Amazon deforestation falls by 49% in June, officials say

by Antonio Pasolini on August 15, 2010


The Brazilian Ministry of Environment last week announced that there was a 49% drop in deforestation in the Amazon region in June, compared with the same period in 2009. The data was provided by the National Institute for Space Research (INPE) through its Real Time Deforestation Detection System (DETER). In total, 95.48 square miles were deforested in June, against 22317 square miles in 2009.

Officials say that deforestation has been decreasing since 2004, which was a peak year in terms of forest, although 20008 also registered an upward trend. The government has established a goal of maximum 9,000 square kilometers, established in the National Plan on Climate Change presented at the Climate Conference in Copenhagen at the end of last year.

The nine states in the Amazon region registered a fall in deforestation rates, led by Pará, with the clearing of 3474.9 square miles, followed by Mato Grosso and Amazonas, with 14 square miles and nine square miles, respectively.

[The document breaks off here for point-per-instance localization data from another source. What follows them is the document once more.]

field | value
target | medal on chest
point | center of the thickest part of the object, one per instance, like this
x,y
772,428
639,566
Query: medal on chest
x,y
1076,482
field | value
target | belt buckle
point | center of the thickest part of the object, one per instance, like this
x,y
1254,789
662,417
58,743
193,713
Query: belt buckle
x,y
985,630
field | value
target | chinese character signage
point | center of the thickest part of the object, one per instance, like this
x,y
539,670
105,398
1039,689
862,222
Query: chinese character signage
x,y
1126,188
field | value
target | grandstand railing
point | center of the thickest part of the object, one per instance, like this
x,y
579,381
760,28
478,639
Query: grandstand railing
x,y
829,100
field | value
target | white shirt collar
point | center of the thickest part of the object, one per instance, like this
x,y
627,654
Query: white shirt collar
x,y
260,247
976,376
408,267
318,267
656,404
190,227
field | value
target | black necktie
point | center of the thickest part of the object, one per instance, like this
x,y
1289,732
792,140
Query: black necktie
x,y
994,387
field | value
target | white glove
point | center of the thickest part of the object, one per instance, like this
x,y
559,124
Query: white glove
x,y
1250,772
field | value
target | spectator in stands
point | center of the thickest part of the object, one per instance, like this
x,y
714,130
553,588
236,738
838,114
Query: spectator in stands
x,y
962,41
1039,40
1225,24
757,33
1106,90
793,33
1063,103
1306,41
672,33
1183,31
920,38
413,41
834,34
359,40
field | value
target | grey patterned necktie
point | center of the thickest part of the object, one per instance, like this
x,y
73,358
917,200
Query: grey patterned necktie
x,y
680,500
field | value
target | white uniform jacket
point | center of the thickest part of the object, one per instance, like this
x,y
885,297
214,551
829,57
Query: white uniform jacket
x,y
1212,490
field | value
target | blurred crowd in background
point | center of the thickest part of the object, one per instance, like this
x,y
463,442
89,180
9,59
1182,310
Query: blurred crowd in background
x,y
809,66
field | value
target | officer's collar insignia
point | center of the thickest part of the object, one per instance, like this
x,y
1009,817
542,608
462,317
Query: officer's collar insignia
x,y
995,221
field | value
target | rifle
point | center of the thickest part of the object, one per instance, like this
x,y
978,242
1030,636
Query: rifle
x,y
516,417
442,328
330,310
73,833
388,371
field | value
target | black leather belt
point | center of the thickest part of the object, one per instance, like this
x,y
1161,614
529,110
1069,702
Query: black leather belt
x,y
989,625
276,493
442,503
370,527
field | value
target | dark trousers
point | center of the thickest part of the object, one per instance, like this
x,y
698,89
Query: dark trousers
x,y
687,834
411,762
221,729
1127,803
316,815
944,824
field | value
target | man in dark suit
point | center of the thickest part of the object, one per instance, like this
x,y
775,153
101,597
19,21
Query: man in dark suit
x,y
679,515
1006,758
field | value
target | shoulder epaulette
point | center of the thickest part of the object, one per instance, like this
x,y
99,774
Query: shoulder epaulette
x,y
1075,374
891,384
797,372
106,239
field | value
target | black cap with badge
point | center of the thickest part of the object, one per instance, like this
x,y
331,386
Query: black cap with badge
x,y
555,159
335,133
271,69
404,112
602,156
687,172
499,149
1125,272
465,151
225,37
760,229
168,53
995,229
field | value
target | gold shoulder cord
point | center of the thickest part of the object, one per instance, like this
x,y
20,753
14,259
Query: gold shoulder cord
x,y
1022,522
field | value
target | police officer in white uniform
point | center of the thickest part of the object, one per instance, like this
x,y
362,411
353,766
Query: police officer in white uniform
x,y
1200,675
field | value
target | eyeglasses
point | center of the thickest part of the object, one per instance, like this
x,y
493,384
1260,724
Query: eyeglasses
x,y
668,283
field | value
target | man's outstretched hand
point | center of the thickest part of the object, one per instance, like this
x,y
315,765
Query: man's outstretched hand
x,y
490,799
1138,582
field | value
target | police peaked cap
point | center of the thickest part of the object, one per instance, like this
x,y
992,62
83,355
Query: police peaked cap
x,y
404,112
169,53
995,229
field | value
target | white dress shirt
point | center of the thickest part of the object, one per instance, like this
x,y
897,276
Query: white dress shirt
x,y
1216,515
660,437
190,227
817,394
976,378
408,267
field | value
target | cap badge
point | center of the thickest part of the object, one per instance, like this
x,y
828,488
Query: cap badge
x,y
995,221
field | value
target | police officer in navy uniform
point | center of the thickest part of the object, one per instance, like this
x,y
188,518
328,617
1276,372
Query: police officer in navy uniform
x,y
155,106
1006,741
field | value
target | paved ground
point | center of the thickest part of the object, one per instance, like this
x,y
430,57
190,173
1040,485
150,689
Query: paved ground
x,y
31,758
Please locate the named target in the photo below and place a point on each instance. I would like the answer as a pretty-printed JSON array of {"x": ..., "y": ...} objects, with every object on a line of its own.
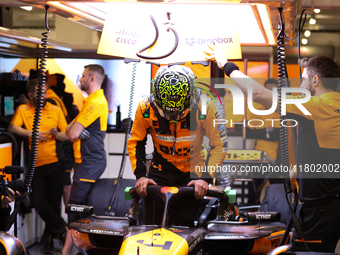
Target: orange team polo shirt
[{"x": 51, "y": 116}]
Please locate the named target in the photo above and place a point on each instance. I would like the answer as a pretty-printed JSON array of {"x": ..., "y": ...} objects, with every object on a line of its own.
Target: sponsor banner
[{"x": 129, "y": 28}]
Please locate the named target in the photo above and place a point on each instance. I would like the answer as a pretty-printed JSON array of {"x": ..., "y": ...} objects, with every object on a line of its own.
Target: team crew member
[
  {"x": 173, "y": 116},
  {"x": 318, "y": 143},
  {"x": 87, "y": 132},
  {"x": 48, "y": 180}
]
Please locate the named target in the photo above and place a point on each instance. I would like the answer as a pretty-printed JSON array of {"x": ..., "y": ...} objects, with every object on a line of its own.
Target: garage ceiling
[{"x": 326, "y": 31}]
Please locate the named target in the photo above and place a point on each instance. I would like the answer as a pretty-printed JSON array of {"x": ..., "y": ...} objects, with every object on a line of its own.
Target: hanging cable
[
  {"x": 36, "y": 123},
  {"x": 127, "y": 133}
]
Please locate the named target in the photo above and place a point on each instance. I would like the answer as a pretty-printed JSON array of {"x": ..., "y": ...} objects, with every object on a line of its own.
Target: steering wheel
[{"x": 171, "y": 194}]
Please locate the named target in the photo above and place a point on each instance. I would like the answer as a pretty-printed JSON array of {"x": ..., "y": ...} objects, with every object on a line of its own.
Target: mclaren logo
[
  {"x": 166, "y": 245},
  {"x": 192, "y": 41}
]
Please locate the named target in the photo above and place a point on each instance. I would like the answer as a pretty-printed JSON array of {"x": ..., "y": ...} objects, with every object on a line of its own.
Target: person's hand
[
  {"x": 216, "y": 54},
  {"x": 141, "y": 185},
  {"x": 54, "y": 132},
  {"x": 10, "y": 198},
  {"x": 293, "y": 178},
  {"x": 23, "y": 99},
  {"x": 201, "y": 188}
]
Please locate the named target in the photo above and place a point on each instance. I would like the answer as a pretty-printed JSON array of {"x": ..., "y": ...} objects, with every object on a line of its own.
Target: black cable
[
  {"x": 283, "y": 131},
  {"x": 36, "y": 122},
  {"x": 138, "y": 53}
]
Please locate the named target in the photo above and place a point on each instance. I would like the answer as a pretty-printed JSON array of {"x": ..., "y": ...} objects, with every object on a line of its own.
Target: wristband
[{"x": 229, "y": 67}]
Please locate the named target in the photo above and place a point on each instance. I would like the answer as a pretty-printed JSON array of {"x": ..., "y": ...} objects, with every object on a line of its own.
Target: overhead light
[
  {"x": 76, "y": 12},
  {"x": 27, "y": 8},
  {"x": 312, "y": 21}
]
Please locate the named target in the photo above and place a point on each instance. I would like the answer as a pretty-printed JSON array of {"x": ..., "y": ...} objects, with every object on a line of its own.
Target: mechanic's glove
[{"x": 84, "y": 134}]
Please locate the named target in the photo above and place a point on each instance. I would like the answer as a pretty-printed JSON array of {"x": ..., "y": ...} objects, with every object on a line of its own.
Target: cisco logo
[
  {"x": 192, "y": 41},
  {"x": 127, "y": 37}
]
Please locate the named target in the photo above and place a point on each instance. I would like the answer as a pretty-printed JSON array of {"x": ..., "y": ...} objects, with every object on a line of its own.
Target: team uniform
[
  {"x": 47, "y": 183},
  {"x": 318, "y": 146},
  {"x": 178, "y": 156},
  {"x": 53, "y": 98},
  {"x": 89, "y": 154}
]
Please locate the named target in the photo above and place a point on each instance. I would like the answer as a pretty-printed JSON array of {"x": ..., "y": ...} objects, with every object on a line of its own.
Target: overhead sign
[{"x": 129, "y": 29}]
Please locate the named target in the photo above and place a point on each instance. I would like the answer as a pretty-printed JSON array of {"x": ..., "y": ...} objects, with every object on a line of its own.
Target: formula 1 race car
[{"x": 253, "y": 233}]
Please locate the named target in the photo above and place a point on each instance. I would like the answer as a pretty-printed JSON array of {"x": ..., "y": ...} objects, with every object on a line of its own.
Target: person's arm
[
  {"x": 218, "y": 140},
  {"x": 136, "y": 149},
  {"x": 74, "y": 130},
  {"x": 20, "y": 131},
  {"x": 260, "y": 94},
  {"x": 60, "y": 136}
]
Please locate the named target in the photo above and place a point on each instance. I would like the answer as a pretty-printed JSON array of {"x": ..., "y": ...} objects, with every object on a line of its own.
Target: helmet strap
[{"x": 163, "y": 123}]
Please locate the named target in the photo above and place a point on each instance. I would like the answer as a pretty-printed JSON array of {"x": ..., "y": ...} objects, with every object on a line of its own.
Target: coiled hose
[
  {"x": 282, "y": 81},
  {"x": 36, "y": 122},
  {"x": 139, "y": 53}
]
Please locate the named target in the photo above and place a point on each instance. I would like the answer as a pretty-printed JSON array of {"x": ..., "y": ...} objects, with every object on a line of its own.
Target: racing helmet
[{"x": 174, "y": 91}]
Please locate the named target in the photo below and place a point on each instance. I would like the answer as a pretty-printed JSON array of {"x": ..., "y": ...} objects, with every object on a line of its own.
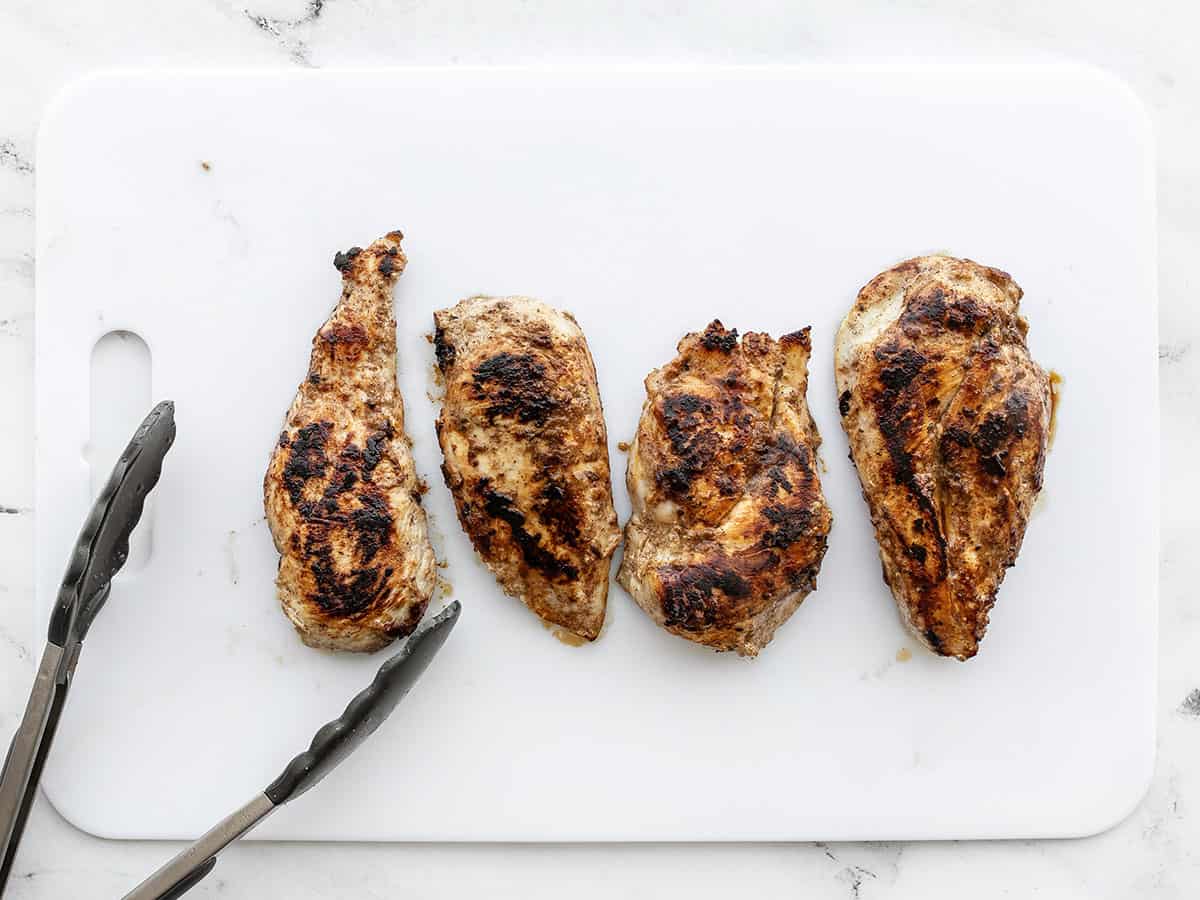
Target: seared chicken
[
  {"x": 527, "y": 455},
  {"x": 343, "y": 503},
  {"x": 729, "y": 525},
  {"x": 947, "y": 418}
]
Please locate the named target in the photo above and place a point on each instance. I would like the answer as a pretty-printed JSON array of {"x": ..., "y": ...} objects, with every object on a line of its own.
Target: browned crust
[
  {"x": 730, "y": 525},
  {"x": 526, "y": 454},
  {"x": 341, "y": 490},
  {"x": 947, "y": 418}
]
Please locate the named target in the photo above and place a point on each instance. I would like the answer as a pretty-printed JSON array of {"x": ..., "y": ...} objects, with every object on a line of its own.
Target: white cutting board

However, despite the reduction of deforestation across the Amazon, some states and municipalities still have alarming rates, as Novo Progresso, state of Pará.

During a press conference last Monday in Brasília, environmental minister Izabella Teixeira said that with the results of another deforestation detection system called PRODES, which measures the accumulated deforestation during the previous twelve months, the Brazilian government will be able to produce a more accurate diagnosis on the set of factors that lead to deforestation and devise new approaches to combat deforestation in critical areas.